Okay. I'm sorry if it seems like I just keep ranting about how crappy things in my life are everytime I post, but this is one of the only places I can do that.
Heres alittle something I wrote last night when I was really pissed off and sad.
Heartache
Why must i continue on as if I'm happy?
So that others may be cheerful and have their hearts brightened at seeing someone they care dearly for?
Or so I may suffer the demonic words of people who were once my dearest friends?
If so, why not just end my life?
With a gash in each arm, I could leave this world behind and journey forth to unexplored lands that many yurn to enter; leaving my limp body and dark crimson fluid soaking into the floor as a grim present for my friends and family to morn over.

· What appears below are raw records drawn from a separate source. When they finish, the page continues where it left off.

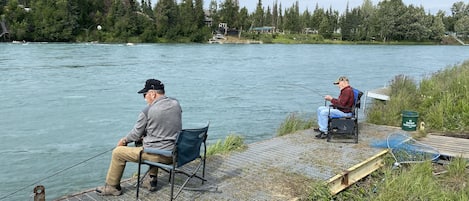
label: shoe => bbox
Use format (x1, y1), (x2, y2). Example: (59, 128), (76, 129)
(315, 132), (328, 139)
(96, 184), (122, 196)
(141, 174), (158, 192)
(313, 128), (320, 132)
(320, 133), (328, 139)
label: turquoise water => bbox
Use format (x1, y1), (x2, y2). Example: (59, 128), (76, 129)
(1, 43), (468, 200)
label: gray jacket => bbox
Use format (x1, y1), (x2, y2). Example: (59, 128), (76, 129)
(125, 95), (182, 150)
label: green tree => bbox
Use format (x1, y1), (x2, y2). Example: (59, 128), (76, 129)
(265, 6), (272, 28)
(179, 0), (195, 36)
(311, 6), (340, 39)
(103, 0), (139, 42)
(455, 15), (469, 38)
(360, 0), (377, 41)
(318, 15), (330, 38)
(218, 0), (239, 29)
(451, 1), (468, 20)
(3, 0), (27, 40)
(340, 4), (359, 41)
(399, 5), (430, 41)
(376, 0), (406, 42)
(238, 7), (249, 31)
(301, 8), (312, 33)
(29, 0), (77, 42)
(283, 1), (300, 33)
(277, 3), (284, 31)
(154, 0), (178, 39)
(311, 4), (324, 32)
(272, 2), (278, 30)
(208, 0), (219, 31)
(430, 13), (446, 40)
(252, 0), (264, 28)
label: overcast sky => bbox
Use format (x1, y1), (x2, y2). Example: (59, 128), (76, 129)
(204, 0), (459, 15)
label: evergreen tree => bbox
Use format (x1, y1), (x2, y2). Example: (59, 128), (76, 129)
(218, 0), (239, 30)
(0, 0), (462, 43)
(360, 0), (377, 41)
(154, 0), (178, 39)
(29, 0), (77, 42)
(376, 0), (406, 42)
(311, 4), (324, 32)
(265, 6), (272, 28)
(238, 7), (249, 32)
(455, 15), (469, 38)
(283, 1), (300, 33)
(301, 8), (311, 33)
(252, 0), (264, 28)
(430, 13), (446, 40)
(272, 1), (278, 30)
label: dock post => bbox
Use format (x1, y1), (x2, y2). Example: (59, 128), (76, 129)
(34, 185), (45, 201)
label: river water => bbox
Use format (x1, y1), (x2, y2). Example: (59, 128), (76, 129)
(0, 43), (468, 200)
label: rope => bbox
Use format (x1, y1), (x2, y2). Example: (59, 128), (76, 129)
(0, 147), (115, 200)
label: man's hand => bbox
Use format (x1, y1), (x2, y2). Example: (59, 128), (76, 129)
(324, 95), (333, 101)
(117, 138), (127, 146)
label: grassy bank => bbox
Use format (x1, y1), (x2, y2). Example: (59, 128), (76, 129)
(367, 60), (469, 136)
(313, 156), (469, 201)
(241, 33), (442, 45)
(206, 134), (246, 156)
(276, 113), (315, 136)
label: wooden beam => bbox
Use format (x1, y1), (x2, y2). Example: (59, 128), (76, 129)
(327, 149), (389, 195)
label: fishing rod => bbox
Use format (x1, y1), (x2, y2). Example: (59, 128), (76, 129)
(287, 83), (325, 98)
(0, 147), (115, 200)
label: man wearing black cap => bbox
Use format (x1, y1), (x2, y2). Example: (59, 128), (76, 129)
(314, 76), (354, 139)
(96, 79), (182, 196)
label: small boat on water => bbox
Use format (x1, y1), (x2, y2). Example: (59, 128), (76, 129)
(12, 40), (27, 44)
(208, 38), (222, 44)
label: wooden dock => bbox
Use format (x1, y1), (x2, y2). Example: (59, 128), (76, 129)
(56, 124), (469, 201)
(418, 134), (469, 158)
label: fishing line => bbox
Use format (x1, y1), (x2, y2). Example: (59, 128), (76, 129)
(287, 83), (324, 97)
(0, 147), (115, 200)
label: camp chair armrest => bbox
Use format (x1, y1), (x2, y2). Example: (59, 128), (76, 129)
(143, 148), (172, 157)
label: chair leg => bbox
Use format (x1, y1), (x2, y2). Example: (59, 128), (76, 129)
(202, 158), (206, 185)
(170, 170), (175, 201)
(354, 125), (359, 144)
(136, 165), (140, 200)
(136, 151), (143, 200)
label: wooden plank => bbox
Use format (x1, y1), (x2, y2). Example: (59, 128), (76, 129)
(418, 134), (469, 158)
(327, 149), (389, 195)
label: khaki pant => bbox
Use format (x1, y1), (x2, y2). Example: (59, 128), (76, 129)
(105, 146), (172, 186)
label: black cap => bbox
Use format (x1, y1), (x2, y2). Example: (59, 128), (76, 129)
(138, 79), (164, 94)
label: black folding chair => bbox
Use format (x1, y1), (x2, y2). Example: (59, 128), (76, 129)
(327, 88), (363, 143)
(136, 123), (209, 200)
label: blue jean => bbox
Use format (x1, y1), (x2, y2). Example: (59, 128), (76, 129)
(317, 106), (352, 133)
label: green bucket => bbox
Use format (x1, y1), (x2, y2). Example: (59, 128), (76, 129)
(401, 110), (419, 131)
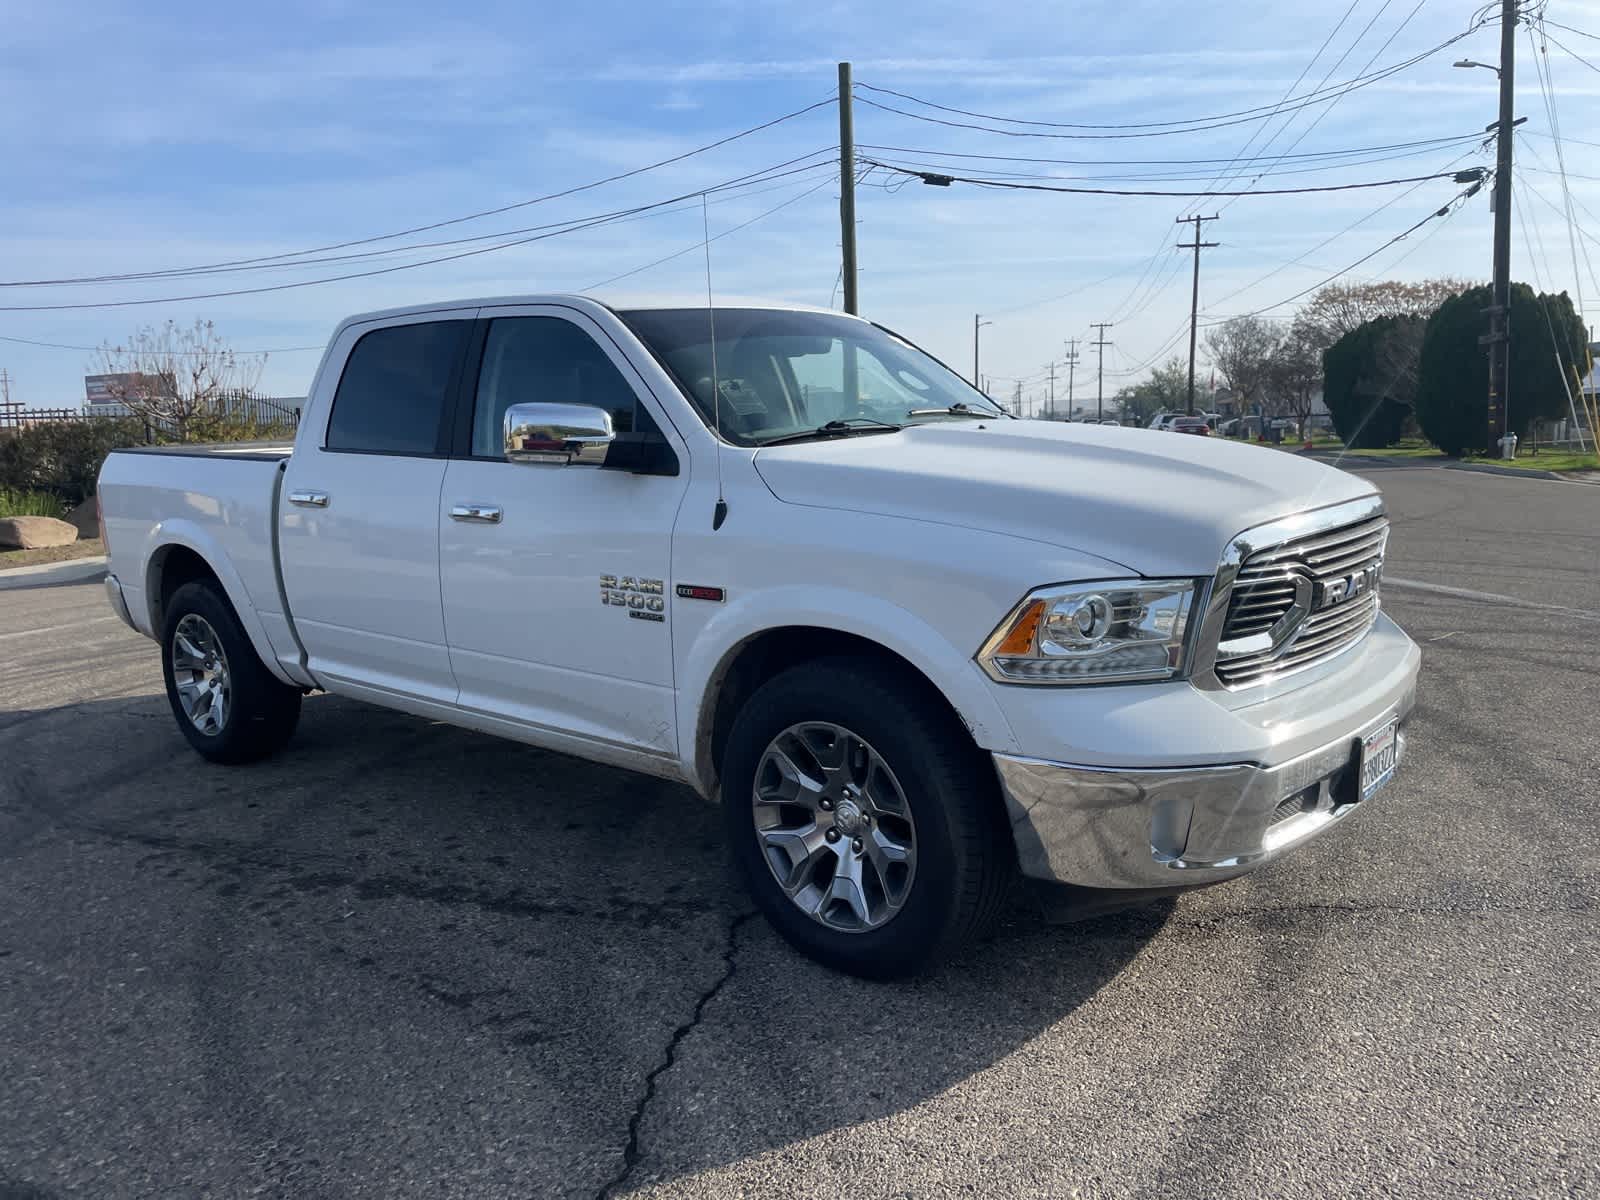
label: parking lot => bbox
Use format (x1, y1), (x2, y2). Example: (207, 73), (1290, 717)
(2, 459), (1596, 1199)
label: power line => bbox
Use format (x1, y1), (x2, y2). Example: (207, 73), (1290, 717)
(0, 158), (838, 290)
(851, 133), (1485, 170)
(860, 158), (1476, 197)
(1189, 0), (1366, 204)
(582, 175), (835, 290)
(0, 332), (322, 355)
(849, 28), (1483, 134)
(1203, 147), (1484, 309)
(0, 99), (836, 290)
(0, 161), (839, 312)
(1200, 179), (1482, 325)
(1537, 26), (1600, 71)
(863, 140), (1485, 186)
(1527, 15), (1593, 351)
(0, 150), (838, 289)
(1215, 0), (1429, 210)
(1538, 16), (1600, 43)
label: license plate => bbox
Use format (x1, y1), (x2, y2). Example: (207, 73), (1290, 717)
(1359, 719), (1399, 801)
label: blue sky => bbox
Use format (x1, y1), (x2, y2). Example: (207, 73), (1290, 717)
(4, 0), (1600, 412)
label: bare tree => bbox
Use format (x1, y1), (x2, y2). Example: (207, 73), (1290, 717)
(95, 320), (266, 441)
(1296, 279), (1470, 356)
(1267, 319), (1323, 434)
(1204, 316), (1282, 416)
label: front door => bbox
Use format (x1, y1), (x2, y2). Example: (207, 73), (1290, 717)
(438, 307), (691, 758)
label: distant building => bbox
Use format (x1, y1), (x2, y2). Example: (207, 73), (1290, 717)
(83, 373), (142, 417)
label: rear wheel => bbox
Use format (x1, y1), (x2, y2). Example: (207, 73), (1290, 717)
(160, 580), (301, 764)
(722, 658), (1012, 979)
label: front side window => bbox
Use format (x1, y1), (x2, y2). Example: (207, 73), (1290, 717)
(326, 320), (469, 454)
(471, 317), (643, 457)
(617, 307), (1004, 445)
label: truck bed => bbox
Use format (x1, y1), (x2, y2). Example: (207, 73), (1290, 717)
(98, 445), (302, 684)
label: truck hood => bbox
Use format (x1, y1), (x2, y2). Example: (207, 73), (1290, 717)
(751, 420), (1376, 577)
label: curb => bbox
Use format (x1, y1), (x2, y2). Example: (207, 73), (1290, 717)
(0, 555), (108, 590)
(1445, 461), (1595, 483)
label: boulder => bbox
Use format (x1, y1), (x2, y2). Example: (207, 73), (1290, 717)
(0, 515), (79, 550)
(65, 502), (101, 541)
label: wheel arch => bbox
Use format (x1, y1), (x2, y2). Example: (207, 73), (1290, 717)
(140, 524), (298, 687)
(685, 611), (1019, 800)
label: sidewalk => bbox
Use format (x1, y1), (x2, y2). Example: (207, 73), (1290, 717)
(0, 555), (108, 590)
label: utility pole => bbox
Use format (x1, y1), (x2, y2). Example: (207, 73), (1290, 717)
(973, 313), (992, 386)
(1487, 1), (1518, 446)
(837, 62), (858, 316)
(1047, 361), (1056, 420)
(1013, 380), (1023, 417)
(1091, 323), (1114, 422)
(1064, 339), (1080, 420)
(1176, 214), (1220, 415)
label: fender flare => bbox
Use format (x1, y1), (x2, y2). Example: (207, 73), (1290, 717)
(139, 519), (301, 688)
(677, 584), (1021, 792)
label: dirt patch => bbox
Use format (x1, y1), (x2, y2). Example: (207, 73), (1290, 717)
(0, 538), (105, 570)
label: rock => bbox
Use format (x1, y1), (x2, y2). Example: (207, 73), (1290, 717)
(0, 515), (79, 550)
(65, 502), (101, 541)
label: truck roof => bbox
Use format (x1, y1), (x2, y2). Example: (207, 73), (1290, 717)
(334, 292), (844, 331)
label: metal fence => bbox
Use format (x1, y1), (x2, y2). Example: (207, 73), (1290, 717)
(0, 391), (301, 433)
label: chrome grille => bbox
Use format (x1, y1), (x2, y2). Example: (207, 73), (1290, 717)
(1215, 514), (1388, 687)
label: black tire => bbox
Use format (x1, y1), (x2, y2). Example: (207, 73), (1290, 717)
(722, 657), (1013, 979)
(160, 580), (301, 764)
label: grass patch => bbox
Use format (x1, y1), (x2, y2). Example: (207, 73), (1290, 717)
(1332, 438), (1446, 459)
(1463, 450), (1600, 472)
(0, 488), (67, 518)
(0, 537), (104, 570)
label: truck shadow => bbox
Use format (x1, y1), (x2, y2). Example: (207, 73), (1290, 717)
(1, 690), (1170, 1196)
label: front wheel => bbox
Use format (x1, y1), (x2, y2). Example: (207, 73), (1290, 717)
(722, 658), (1012, 979)
(160, 580), (301, 764)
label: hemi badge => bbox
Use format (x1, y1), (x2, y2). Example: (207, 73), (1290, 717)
(676, 584), (725, 603)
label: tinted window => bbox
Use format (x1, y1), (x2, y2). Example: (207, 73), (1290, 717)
(326, 320), (469, 454)
(472, 317), (644, 457)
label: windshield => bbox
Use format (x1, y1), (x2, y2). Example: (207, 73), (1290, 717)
(617, 307), (1006, 445)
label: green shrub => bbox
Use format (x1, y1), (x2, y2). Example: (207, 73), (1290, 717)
(0, 487), (67, 519)
(1415, 283), (1588, 456)
(1322, 315), (1424, 449)
(0, 417), (148, 506)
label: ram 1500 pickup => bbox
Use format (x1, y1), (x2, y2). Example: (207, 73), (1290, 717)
(97, 295), (1418, 977)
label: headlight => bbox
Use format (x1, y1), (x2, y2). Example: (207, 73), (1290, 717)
(976, 579), (1199, 685)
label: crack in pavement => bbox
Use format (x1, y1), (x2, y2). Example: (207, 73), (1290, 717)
(595, 909), (759, 1200)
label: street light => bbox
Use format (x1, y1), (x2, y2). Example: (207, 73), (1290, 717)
(973, 314), (993, 386)
(1453, 58), (1502, 77)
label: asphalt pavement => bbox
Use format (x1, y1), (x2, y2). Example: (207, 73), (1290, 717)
(1, 460), (1596, 1199)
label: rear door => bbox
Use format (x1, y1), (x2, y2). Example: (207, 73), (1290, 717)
(278, 313), (473, 704)
(437, 306), (691, 758)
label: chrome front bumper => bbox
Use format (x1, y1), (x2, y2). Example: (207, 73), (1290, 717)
(994, 690), (1415, 889)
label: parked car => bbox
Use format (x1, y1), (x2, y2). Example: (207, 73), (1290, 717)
(97, 296), (1417, 979)
(1171, 416), (1211, 436)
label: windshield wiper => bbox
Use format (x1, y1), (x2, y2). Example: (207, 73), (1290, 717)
(906, 402), (996, 418)
(760, 418), (903, 446)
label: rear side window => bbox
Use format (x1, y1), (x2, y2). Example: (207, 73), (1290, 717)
(326, 320), (470, 454)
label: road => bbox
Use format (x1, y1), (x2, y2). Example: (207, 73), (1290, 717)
(2, 460), (1596, 1199)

But, I haven't chosen that road yet.
I've released my anger and self pity in bitter tears that none have seen and only a soiled pillow as a witness.
I've yet to feel the undying warmth of someone who truely cares about my fate and who can tell when I'm truely sad when I act cheerful.
And for that and other reasons unreveiled to me, I've restrained myself from putting an end to my misery and just letting go.
As I sit and write this, my mind is wandering undiscovered roads, while my soul and flesh ache with so much unreleased emotions that have formed from close friends and family memebers.
From the words of an unloving mother, to the unspoken disappointment and anger of an honored father.
To the unseen anger towards the tinyest annoyance of a friend.
And finally to the still healing heart from an ended relationship of over a year with its first love, that yurns to feel the beating warmth of anothers love at its side.
Many things said and unsaid...
And yet...Is all of this heartache worth living for?